DE STANDAARD
Geen Vlaming maar een Neropeaan'
* vrijdag 19 juni 2009
*
* Auteur: (kdo)
De mens — Marc Sleen, intussen 86, toont zich opgetogen met zijn Brusselse museum.
Een krasse tachtiger, zo kun je Sleen alvast omschrijven, en ook een die nog goed van het leven kan genieten. Met in zijn hand een glaasje champagne om de dorst te lessen, werkte hij gisteren in zijn gloednieuwe museum het ene interview na het andere af.
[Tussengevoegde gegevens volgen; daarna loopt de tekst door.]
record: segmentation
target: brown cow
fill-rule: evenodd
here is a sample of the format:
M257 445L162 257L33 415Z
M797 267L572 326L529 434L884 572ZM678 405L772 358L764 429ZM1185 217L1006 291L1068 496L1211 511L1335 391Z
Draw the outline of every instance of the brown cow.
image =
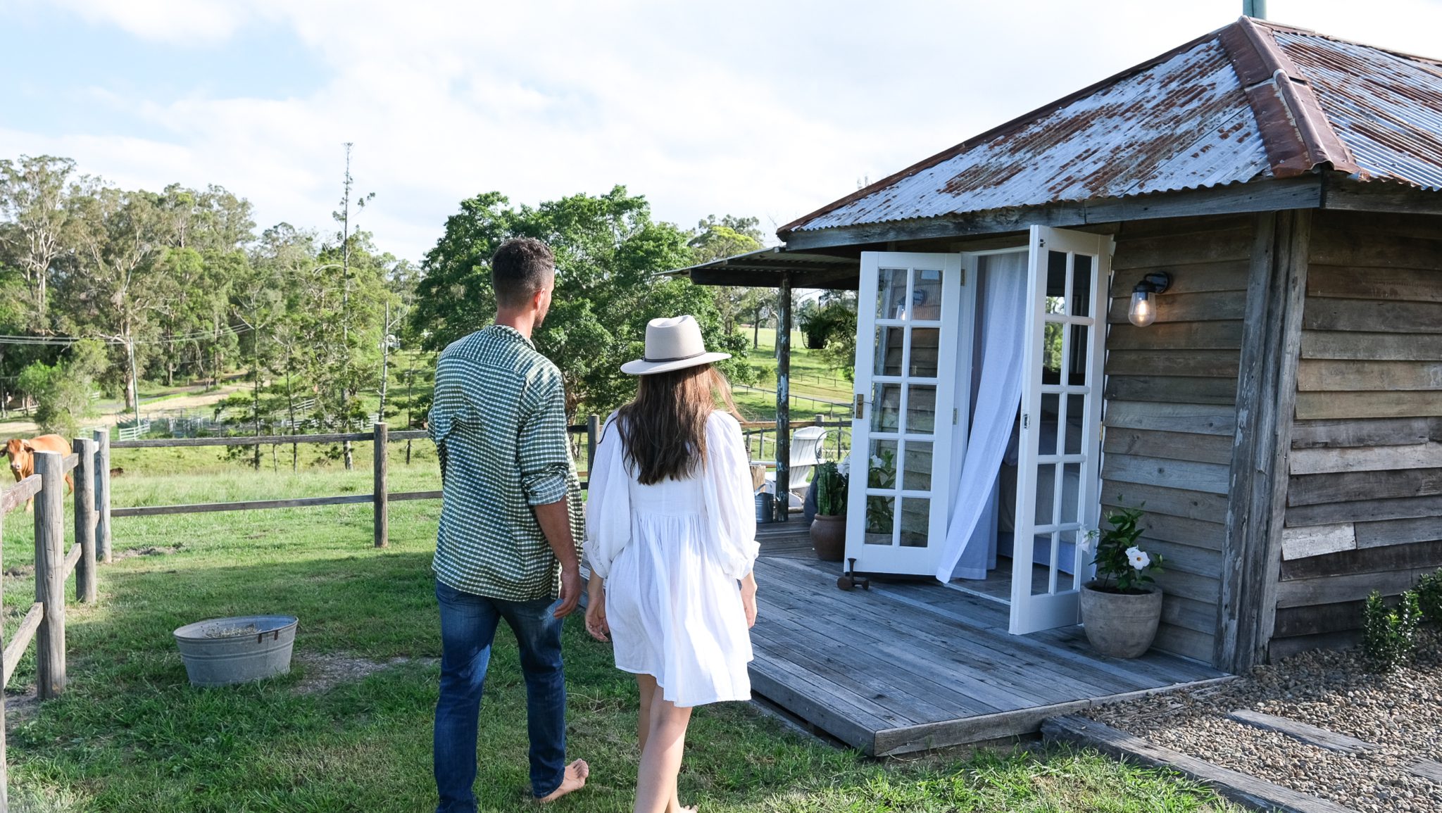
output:
M10 456L10 473L14 474L14 481L19 483L30 474L35 474L35 454L36 451L58 451L62 456L71 453L71 441L62 438L61 435L40 435L37 438L10 438L4 444L4 453ZM66 493L75 490L75 483L71 481L71 476L65 476ZM35 507L35 499L25 502L25 510L32 510Z

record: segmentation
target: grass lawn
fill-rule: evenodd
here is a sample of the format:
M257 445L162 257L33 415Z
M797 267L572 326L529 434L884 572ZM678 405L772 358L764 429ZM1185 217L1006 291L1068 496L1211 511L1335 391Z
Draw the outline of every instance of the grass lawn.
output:
M359 444L358 444L359 445ZM397 490L434 487L428 444ZM306 447L303 447L304 450ZM314 447L310 447L314 457ZM284 453L284 450L281 450ZM359 461L368 448L356 448ZM369 471L336 466L254 473L209 450L115 450L114 505L317 496L365 490ZM13 809L49 812L420 812L433 807L431 721L440 654L430 558L437 502L392 505L392 546L371 546L371 507L117 519L117 561L99 603L69 604L69 689L39 708L12 702ZM4 630L33 597L23 513L4 523ZM74 591L74 582L71 590ZM764 588L763 588L764 590ZM74 592L72 592L74 595ZM764 604L763 604L764 611ZM170 631L200 618L300 618L288 676L193 689ZM570 751L591 784L554 809L629 812L636 778L634 682L610 649L567 623ZM30 649L33 653L33 647ZM384 665L322 680L322 657ZM352 660L350 663L360 663ZM35 680L27 654L10 683ZM509 633L497 636L482 712L482 809L526 804L523 683ZM23 703L20 703L23 706ZM744 703L698 709L686 801L705 813L949 810L1234 810L1208 791L1090 752L1040 750L874 761L792 734Z
M743 333L750 336L748 329ZM763 389L776 389L776 332L761 329L760 347L751 350L748 362L761 369ZM796 330L792 333L792 421L809 421L813 415L829 415L833 409L826 401L851 402L851 382L842 378L838 370L826 366L820 353L806 349L805 336ZM731 392L737 408L751 421L776 419L776 395L771 392L757 392L746 388L735 388ZM808 401L806 396L822 399ZM842 412L846 412L842 408ZM849 414L849 412L848 412Z

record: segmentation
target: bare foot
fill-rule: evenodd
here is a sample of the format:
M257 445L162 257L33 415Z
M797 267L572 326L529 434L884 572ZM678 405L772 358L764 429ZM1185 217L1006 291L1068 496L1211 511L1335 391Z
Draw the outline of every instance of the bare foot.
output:
M577 760L565 767L565 777L561 778L561 787L552 790L548 796L544 796L536 801L555 801L572 790L581 790L585 787L585 777L588 776L591 776L591 765L587 765L585 760Z

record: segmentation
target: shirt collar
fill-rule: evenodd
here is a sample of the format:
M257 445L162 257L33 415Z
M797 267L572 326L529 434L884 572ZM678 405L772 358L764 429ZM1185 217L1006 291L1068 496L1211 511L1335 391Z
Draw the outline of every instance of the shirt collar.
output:
M510 339L519 339L519 340L525 342L526 347L531 347L532 350L536 349L535 342L532 342L531 339L526 339L525 333L521 333L519 330L516 330L515 327L510 327L509 324L492 324L489 329L495 330L496 333L499 333L502 336L506 336L506 337L510 337Z

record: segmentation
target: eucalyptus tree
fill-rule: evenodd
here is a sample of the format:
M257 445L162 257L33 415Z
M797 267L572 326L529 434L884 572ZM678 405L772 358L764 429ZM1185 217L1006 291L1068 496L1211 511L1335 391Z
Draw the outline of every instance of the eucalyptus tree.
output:
M23 275L29 293L29 327L45 323L50 274L56 259L72 249L76 222L74 199L89 179L75 179L75 161L55 156L0 159L0 249Z
M735 355L724 369L743 381L753 375L746 340L725 332L712 294L689 280L656 277L691 262L692 235L653 222L646 199L624 186L535 208L512 208L499 192L463 200L421 262L425 277L411 321L417 333L428 332L425 349L440 350L490 321L490 257L512 236L544 239L555 254L551 313L534 339L565 379L572 419L581 404L606 411L630 396L634 381L620 365L642 346L652 316L694 314L708 346Z

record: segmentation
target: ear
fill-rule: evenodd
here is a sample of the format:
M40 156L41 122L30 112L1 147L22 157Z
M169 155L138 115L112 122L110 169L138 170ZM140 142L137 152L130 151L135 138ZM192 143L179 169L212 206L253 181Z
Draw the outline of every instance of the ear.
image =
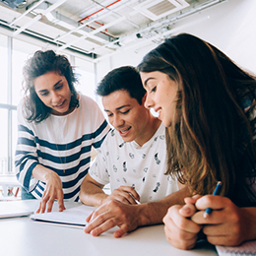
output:
M147 97L147 93L145 93L143 98L142 98L142 105L145 104L145 101L146 101L146 97Z

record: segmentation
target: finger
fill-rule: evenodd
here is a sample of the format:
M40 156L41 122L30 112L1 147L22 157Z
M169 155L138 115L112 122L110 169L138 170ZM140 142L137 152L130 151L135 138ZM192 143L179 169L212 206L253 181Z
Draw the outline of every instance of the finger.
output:
M221 224L228 216L222 210L214 210L207 219L204 216L205 211L199 211L191 217L191 221L198 224Z
M229 202L230 200L225 197L207 195L197 200L196 208L198 210L206 210L207 208L221 210L229 205Z
M94 222L90 223L86 228L86 232L91 232L93 236L98 236L102 232L114 227L117 225L117 220L114 216L109 215L108 213L98 216L95 219Z
M172 222L181 230L198 233L201 229L201 226L181 216L178 212L181 206L170 207L167 214L163 218L163 223L167 224L168 222Z
M41 202L40 202L40 204L39 204L39 207L38 207L38 209L36 210L36 214L39 214L40 213L40 211L41 211Z
M198 237L197 233L179 229L172 221L168 225L165 224L164 232L167 241L171 245L183 250L193 248Z
M133 187L120 186L119 188L121 190L127 192L128 195L131 196L133 199L136 199L136 200L140 201L140 195L137 193L137 191Z
M47 204L47 213L50 213L50 212L51 212L53 203L54 203L54 199L50 199L50 200L48 201L48 204Z
M92 216L93 216L94 213L95 213L95 211L94 211L89 217L87 217L87 219L86 219L86 222L87 222L87 223L90 223L91 218L92 218Z
M45 212L47 201L48 200L46 200L46 199L42 199L41 202L40 202L41 214L43 214Z
M59 212L63 212L66 209L65 206L64 206L63 198L58 199L58 205L59 205Z
M199 198L201 198L201 197L202 197L201 195L194 195L194 196L192 196L192 197L185 197L185 198L184 198L184 202L185 202L186 204L195 205L196 202L197 202L197 200L198 200Z
M186 204L182 208L179 209L179 214L183 217L192 217L196 213L197 209L192 204Z
M128 232L128 225L122 224L118 230L114 231L113 235L115 238L119 238L122 237L127 232Z

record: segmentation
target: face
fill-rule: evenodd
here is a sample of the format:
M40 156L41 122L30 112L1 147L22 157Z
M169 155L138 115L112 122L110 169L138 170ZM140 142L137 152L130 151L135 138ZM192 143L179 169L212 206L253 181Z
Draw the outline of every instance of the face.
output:
M145 143L149 110L145 108L144 100L140 105L127 91L119 90L102 96L102 103L110 124L125 142Z
M48 72L34 79L33 86L40 100L55 115L65 115L69 112L71 93L64 76L56 72Z
M175 98L178 85L168 75L154 71L141 72L143 86L147 91L145 106L154 108L159 113L159 119L166 127L171 125L175 111Z

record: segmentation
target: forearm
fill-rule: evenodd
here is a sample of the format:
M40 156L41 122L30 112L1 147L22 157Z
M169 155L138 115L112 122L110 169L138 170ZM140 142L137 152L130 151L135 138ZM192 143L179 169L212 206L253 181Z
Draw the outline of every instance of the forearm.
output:
M184 198L191 196L187 187L172 193L157 202L138 205L140 216L139 225L161 224L162 218L166 215L169 207L173 205L183 205Z
M47 182L49 179L50 175L58 175L56 172L53 170L44 167L41 164L37 164L33 169L32 169L32 176L42 182Z
M103 186L96 186L90 181L83 182L79 192L81 202L88 206L99 207L108 197L102 190Z
M241 235L242 240L255 240L256 239L256 207L242 208L241 221Z

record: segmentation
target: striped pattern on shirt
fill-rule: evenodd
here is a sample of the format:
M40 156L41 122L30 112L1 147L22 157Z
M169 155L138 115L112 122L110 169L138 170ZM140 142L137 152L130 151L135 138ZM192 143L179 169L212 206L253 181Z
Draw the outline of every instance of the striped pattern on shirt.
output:
M64 199L78 201L80 185L90 167L92 147L98 149L110 129L92 98L80 96L79 101L79 107L71 113L50 115L38 124L28 123L22 113L23 104L18 106L16 175L37 199L41 198L45 183L32 174L41 164L61 178Z

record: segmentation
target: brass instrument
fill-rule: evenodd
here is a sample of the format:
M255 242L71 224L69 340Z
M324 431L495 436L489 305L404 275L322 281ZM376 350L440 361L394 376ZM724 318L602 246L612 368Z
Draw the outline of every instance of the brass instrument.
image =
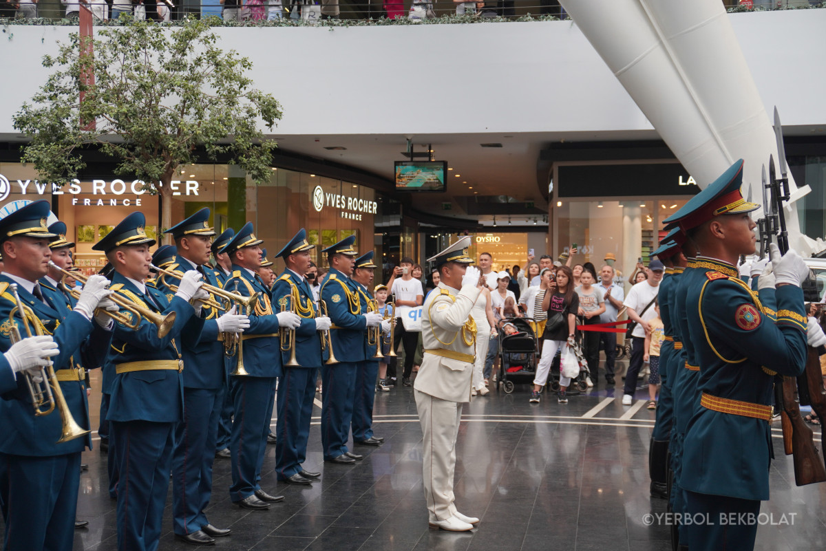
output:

Of hij Brussel een geschikte plaats vindt om zijn Vlaamse stripheld te laten voortleven? 'Natuurlijk, Nero heeft ook een tijdlang in Brussel gewoond. En het is toch onvoorstelbaar mooi dat uitgerekend hier, waar ik hem gecreëerd heb, een museum komt? Nero is trouwens niet zomaar een Vlaming; hij is een Neropeaan.'
Sleen houdt zich niet meer graag bezig met politiek, zegt hij. 'Ik heb tientallen jaren als Wetstraatcartoonist gewerkt. Altijd moest ik stelling innemen tegenover de actualiteit. En de kranten voeren toen nog allemaal onder een politieke vlag. Ik zou het niet meer doen, nu.' Liever dan op zijn krantenverleden, is hij trots op Nero. 'Iedere auteur geeft zich bloot in zijn hoofdfiguur, ik ook. Nero is een harde werker, maar ook een bon vivant en een parvenu. Je moet hem eigenlijk in een twee-eenheid zien met Adhemar, zijn zoon. Die heb ik geschapen om verstand toe te voegen aan Nero.'
'Sleen is een typisch Belgische auteur', vindt Willem De Graeve van het Stripmuseum, die de expositie samenstelde. 'Hij neemt niets serieus en heeft zijn oeuvre opgebouwd rond volkse figuren in plaats van superhelden. Zijn universum heeft iets surrealistisch.'
Heeft het ook toekomst? De avonturen van Nero en co. bevatten veel verwijzingen naar de toenmalige actualiteit, die stilaan vervagen. 'Maar ik heb de reeks ook pas als tienjarige jongen leren kennen, toen de vroege albums al oud waren', zegt De Graeve. 'En ik vond het allemaal geweldig. Dat ik nevenfiguren als Stalin of Spaak niet meteen kende, stoorde niet. Ik heb via Nero geleerd wie ze waren.' (kdo)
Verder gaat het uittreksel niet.